Hadley Freeman On Anorexia

Hadley Freeman is a journalist and author. She worked for the Guardian and now for the Times.

This was, predictably, a book signing after listening to her being interviewed (by Helen Lewis) about her book on anorexia. Freeman suffered from it for years and had several long stays in hospital where she was with other anorexics.

Not all her treatment was helpful. One doctor put her on something that triggered a latent epilepsy from which she has suffered ever since. Thankfully, something has lessened the frequency of attacks. She did say what that something was but I forget.

In this shot she is talking to my wife Tamara and looks decidedly less defeated than she looked when talking to the person who was in the queue ahead of us. That said, she looks wan and less than in full health. It could be she was simply tired but I thought maybe it was the toll on her of those years of anorexia and something deeper in her.

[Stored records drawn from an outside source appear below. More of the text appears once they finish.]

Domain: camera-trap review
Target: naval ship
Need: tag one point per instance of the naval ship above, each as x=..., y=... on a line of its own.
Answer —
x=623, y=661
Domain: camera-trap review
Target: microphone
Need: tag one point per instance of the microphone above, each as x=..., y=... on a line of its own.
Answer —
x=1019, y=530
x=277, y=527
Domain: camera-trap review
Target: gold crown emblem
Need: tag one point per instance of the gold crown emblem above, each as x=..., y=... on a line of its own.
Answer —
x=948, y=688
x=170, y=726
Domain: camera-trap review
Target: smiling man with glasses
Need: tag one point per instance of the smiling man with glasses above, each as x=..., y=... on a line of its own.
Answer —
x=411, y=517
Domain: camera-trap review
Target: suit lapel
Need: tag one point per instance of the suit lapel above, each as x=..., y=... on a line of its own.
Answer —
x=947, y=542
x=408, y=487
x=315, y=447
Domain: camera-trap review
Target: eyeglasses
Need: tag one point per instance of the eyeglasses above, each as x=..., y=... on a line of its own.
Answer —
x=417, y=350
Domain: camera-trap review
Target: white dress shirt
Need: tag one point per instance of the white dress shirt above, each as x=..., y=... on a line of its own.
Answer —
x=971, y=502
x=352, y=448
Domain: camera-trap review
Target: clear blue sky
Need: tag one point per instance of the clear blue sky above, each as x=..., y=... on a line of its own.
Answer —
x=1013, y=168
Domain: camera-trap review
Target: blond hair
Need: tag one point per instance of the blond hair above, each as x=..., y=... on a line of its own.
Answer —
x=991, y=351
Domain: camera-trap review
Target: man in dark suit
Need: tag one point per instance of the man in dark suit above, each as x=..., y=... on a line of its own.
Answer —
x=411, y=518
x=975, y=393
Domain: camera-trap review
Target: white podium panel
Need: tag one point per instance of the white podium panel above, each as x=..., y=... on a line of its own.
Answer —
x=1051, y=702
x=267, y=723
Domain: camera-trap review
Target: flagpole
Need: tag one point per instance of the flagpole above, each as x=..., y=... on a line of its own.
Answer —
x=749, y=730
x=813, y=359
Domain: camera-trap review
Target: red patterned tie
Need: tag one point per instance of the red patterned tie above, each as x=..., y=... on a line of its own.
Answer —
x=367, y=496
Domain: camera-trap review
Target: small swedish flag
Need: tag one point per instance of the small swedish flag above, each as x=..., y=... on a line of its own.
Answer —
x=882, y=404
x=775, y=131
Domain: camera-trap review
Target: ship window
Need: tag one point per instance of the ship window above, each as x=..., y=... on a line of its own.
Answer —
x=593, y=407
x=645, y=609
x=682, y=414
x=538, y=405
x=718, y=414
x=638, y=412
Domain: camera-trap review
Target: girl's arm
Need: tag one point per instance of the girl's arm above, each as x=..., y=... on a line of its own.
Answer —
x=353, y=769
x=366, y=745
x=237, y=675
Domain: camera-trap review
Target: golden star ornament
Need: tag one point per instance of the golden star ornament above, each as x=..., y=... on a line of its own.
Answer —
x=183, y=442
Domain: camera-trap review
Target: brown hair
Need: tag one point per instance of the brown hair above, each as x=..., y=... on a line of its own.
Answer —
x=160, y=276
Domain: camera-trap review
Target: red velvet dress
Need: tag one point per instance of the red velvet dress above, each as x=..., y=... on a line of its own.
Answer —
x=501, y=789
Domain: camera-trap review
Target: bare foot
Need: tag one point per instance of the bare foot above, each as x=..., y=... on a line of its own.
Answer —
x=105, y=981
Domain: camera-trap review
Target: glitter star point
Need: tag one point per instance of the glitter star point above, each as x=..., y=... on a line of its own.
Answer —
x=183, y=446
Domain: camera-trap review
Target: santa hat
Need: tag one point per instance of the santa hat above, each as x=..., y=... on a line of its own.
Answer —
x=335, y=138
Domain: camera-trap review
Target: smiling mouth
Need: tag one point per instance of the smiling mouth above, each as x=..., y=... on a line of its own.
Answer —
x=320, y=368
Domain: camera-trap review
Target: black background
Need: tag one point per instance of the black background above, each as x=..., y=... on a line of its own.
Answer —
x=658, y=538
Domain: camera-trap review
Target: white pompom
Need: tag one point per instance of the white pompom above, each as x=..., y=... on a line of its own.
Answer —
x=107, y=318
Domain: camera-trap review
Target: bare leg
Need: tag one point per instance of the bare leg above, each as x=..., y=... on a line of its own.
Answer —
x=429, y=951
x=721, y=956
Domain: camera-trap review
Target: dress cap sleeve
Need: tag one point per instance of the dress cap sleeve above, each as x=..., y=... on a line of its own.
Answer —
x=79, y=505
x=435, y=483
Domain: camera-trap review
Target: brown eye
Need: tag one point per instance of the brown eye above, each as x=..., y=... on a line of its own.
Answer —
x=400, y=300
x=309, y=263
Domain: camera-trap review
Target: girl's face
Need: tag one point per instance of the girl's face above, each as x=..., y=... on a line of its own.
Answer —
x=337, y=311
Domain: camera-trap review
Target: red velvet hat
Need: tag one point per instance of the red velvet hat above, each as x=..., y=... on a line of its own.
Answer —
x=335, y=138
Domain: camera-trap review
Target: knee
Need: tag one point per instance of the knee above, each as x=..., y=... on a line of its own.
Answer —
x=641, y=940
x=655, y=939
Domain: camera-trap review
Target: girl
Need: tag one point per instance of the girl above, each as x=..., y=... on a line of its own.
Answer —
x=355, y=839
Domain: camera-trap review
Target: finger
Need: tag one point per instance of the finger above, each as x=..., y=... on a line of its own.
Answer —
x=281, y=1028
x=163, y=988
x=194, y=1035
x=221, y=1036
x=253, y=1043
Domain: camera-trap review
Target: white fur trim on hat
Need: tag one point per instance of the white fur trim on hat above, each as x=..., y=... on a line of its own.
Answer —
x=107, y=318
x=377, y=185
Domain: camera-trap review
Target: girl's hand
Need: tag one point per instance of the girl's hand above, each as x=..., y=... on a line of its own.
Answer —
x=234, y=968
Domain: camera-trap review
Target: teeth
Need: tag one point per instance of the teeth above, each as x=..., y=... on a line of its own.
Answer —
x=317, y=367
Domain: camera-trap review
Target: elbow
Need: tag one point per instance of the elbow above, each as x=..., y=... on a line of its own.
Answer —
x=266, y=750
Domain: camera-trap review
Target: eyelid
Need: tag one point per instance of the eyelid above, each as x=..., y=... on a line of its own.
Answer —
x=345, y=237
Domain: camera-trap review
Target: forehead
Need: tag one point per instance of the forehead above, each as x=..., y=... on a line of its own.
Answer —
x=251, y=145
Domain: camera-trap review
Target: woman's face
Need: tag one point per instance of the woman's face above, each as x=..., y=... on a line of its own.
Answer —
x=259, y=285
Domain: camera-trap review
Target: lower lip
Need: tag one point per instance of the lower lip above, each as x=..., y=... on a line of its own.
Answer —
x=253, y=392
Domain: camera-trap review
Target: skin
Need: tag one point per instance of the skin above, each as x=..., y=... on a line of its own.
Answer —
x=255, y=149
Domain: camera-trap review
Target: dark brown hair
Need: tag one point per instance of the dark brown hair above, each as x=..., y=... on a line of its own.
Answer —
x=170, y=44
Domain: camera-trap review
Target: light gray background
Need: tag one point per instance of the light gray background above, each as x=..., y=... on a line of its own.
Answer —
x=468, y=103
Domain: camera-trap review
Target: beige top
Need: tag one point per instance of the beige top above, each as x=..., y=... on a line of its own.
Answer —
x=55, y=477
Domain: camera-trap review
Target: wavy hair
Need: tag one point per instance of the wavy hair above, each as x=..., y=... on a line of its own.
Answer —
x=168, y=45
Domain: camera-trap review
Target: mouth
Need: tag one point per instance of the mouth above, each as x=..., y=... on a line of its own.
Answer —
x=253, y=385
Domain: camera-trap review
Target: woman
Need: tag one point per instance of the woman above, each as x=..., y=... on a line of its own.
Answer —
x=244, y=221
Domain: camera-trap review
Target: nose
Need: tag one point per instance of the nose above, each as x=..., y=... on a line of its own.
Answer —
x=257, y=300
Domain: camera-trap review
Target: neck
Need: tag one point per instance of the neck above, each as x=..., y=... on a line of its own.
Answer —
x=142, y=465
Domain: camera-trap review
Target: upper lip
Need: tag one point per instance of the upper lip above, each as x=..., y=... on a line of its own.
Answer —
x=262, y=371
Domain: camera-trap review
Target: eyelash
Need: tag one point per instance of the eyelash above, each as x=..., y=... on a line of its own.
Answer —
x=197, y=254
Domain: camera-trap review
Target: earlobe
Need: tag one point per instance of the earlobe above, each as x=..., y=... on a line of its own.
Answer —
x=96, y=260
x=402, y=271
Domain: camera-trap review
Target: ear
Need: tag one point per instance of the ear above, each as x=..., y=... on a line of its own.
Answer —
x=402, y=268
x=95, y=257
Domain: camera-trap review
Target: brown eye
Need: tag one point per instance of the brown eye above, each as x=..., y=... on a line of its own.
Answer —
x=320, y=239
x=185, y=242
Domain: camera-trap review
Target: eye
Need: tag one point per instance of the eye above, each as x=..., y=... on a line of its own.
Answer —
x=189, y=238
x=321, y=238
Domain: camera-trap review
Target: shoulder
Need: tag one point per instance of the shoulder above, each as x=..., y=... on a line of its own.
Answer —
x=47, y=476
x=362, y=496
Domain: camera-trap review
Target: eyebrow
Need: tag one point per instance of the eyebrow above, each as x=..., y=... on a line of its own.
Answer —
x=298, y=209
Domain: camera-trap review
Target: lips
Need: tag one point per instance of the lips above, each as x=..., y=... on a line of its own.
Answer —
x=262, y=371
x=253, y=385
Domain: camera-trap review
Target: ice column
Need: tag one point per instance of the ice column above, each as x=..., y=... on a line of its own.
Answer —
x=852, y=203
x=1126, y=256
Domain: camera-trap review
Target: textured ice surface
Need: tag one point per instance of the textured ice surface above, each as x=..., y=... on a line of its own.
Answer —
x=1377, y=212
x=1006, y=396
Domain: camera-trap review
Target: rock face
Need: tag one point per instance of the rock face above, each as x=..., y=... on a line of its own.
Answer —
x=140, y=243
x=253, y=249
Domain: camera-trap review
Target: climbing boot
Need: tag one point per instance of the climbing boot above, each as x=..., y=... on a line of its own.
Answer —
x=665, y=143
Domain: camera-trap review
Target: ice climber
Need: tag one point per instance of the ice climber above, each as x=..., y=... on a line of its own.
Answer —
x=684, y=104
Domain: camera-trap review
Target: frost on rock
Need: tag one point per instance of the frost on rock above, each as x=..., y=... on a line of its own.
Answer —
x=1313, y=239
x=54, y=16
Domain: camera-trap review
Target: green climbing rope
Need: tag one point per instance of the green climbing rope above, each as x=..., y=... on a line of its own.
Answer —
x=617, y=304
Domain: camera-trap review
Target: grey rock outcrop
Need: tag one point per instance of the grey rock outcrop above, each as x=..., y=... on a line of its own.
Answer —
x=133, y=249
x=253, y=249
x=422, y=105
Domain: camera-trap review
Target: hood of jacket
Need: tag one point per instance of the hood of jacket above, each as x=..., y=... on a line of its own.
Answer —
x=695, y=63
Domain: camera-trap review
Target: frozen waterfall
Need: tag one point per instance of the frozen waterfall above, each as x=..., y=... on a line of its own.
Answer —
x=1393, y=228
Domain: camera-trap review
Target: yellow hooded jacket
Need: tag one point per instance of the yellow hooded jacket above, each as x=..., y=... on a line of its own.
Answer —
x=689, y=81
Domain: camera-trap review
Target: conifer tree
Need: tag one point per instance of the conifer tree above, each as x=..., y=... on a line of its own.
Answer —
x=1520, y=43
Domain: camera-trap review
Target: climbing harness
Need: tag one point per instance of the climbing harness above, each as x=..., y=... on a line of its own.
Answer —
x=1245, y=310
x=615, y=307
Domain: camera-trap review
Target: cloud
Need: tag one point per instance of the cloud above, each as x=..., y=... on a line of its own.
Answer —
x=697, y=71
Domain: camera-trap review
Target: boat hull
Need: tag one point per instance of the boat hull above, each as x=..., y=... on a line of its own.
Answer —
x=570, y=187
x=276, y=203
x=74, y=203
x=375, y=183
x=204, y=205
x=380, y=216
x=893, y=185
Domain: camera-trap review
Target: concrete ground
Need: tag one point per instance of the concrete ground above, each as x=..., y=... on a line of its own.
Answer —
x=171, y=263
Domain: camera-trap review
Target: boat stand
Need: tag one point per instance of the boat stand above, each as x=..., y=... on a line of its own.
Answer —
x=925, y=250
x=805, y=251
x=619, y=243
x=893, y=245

Freeman talked very well about anorexia and she had a different take on it than I have heard before. Rather than that the anorexic thinks they look great, they are expressing that they are ill. They do not have a different way to express it so it comes out in the body. She talked about the desire in young girls and woman not to be a seen as a sexual object by men. She mentioned it being caused by a fear of the gaze of men or of their own mystifying burgeoning sexuality. I hope I got that right but if it interests you there is her book on the subject – Good Girls -A Story and Study of Anorexia.

It’s not just a look back at her own experience but an understanding based on interviews with fellow sufferers with whom she was in hospital and doctors who talk about how treatment has changed over the years.

That said, she explained that there is no treatment in the sense of a medicine to make it all go away. Freeman mentioned how OCD took over as anorexia lessened, and that she believes she has a predisposition, partly genetic and partly something else unspecified beyond just being ‘like that’ that caused her anorexia.

She was clear that under-eating and overeating are two sides of the same coin and that bulimia, because it is hidden, is not of the same family.

All in all, well worth going and I learned something.